Wednesday, June 29, 2016

21-Day Fix Day 2

Day 2

The Food:

I started my day with another protein shake. I'm not drinking Shakeology right now, because $$$$!! I do not enjoy the taste of stevia, so it feels counterintuitive to pay $4+ per shake for something I don't like that much.  I've been reading up on making my own shakes with quality protein powder, super greens, frozen fruits, etc.  I'll keep working on my own blends and sampling other brands and let you know what I come up with.  I love protein shakes and smoothies, so this is fun for me!  I truly wish I liked Shakeology, but unless the recipe has changed vastly over the past 3 years, I can't stand the taste. 

I made a 21-Day Fix crepe since my kids asked me to make their favorite "Joy of Cooking" crepe for brunch. 
Crepe: 1 red, 2 yellow (cashew milk and flour), 2 oils, 1 purple if you add fruit!
  • 2 eggs
  • 1/3 cup of original cashew milk
  • 2 tsp coconut oil, blended with a few tablespoons of hot water to keep the oil in liquid form
  • 1/4 cup unbleached flour (or GF flour substitute)
  • Top with any 21-Day Fix approved food. Berries are my favorite choice, but you could use nut butters, cacao nibs, cheeses, etc. 
For lunch, my younger daughter and I shared a simple salad with grilled chicken. For dinner, we met friend out at my favorite Thai place, Sap's. Their Tom Kha soup is ahhhmazing and a clean meal. I ate a portion that would fit in my plan and it was perfect.  We have lots of leftovers.  This is the second day when 2 blue portions made sense for me (the coconut milk used in the soup), so I feel good about it.

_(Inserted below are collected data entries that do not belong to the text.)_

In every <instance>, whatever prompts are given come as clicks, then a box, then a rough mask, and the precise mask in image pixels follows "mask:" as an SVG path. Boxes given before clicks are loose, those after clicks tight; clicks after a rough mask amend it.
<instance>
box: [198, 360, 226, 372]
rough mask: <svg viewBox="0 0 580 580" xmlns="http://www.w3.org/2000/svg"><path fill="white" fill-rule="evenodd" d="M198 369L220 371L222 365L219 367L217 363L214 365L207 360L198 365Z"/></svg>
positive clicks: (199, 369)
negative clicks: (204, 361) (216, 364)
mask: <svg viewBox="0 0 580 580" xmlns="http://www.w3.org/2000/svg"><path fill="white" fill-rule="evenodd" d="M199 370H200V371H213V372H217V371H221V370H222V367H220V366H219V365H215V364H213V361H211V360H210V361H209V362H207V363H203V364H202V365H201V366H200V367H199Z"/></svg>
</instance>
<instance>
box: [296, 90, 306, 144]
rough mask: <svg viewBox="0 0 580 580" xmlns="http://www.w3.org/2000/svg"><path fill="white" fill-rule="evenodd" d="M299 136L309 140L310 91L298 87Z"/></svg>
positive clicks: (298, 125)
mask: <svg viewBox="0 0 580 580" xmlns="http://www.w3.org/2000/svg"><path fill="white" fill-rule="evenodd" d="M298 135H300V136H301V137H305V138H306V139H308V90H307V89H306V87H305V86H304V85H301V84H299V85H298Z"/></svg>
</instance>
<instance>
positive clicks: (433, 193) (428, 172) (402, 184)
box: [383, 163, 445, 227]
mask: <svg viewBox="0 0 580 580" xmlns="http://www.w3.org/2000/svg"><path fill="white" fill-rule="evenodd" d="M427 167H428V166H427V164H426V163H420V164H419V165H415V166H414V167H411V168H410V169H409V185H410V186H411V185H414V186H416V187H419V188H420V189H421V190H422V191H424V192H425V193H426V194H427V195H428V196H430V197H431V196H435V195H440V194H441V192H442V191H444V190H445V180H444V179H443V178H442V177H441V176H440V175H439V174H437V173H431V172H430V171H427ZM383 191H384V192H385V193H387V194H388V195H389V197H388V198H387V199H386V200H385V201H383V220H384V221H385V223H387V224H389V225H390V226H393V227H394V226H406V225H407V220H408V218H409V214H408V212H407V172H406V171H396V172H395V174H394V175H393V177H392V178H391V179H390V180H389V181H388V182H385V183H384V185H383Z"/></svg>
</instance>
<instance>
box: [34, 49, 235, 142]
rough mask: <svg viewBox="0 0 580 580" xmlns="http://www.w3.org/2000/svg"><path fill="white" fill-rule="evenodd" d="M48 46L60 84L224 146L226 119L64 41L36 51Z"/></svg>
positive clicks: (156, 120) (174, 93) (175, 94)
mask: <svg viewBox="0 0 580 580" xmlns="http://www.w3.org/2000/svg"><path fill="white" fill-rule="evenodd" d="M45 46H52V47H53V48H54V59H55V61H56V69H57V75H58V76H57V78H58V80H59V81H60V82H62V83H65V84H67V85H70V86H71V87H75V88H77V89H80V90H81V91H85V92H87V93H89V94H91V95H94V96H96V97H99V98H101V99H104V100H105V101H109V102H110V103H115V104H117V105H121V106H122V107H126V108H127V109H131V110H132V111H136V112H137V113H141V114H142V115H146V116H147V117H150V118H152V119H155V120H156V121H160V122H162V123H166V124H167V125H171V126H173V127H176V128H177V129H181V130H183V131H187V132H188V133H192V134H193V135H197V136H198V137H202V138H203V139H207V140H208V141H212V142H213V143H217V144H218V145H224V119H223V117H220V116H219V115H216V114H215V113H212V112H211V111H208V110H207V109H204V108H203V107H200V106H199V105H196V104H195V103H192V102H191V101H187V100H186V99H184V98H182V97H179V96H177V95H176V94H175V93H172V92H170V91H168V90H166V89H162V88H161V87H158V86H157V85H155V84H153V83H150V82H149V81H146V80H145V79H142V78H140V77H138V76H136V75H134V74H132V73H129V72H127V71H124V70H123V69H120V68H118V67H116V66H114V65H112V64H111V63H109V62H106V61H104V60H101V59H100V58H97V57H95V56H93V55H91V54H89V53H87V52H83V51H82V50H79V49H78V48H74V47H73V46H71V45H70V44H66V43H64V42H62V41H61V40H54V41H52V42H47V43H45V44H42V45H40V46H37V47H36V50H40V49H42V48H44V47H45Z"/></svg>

I'm lacking vegetables, though. Even with the salad I ate today, I had 2 greens at best.  I should be eating 4-5.  Time to work in zoodles!

I miss my slightly sweetened coffee, but I'll find my coffee perfection at some point.

The Workout:

One thing is clear. I'm out of shape. For someone who has historically been athletic, I'm SO out of it right now. The upside is that I'll see a lot of fitness progress over the next 21 days!

I got up this morning and decided to hit the cardio workout first thing.  I like Autumn's style of leading the workout and got off to a great start.  Then 15 minutes in, which is the half-way point, I started feeling nauseated!! I literally couldn't continue.  I had to stop and put my head down between my knees.  One mistake I made was to drink a smoothie right before starting the workout.  Won't be doing that again.  The other factor is just that I've not been physically active lately, let alone challenging myself.  So, it. kicked. my. butt!  

I let a bit of time pass, did some prepping of my house for the house cleaner to come (yes, I do that), threw a little pity party for myself, then later in the afternoon, carted my Macbook with me to the YMCA and did my workout there.  I'm not opting to purchase weights at the moment, but the YMCA has everything I need and more.  
My set-up. Behind me are more weights, yoga balls, mats,
balance platforms, and more.

Once I arrived and turned on the DVD, I realized the workout I'm "supposed" to do today (Upper Fix) wasn't on the DVD I had with me, so I opted for "Dirty 30."  It swiftly kicked my butt, but I did get through 25 minutes before wanting to die, and I stuck through the final 5 minutes.  One particular exercise, side-plank leg-raises, makes my hip cramp up SO badly that I can't even do it. What's up with that?!

When I headed downstairs after my workout, my legs almost buckled under me!  Noodle legs instantly!

Overall, I feel great. It's 9pm and my lower body and shoulders are already feeling "noodle-y." I actually love that feeling, so bring it on!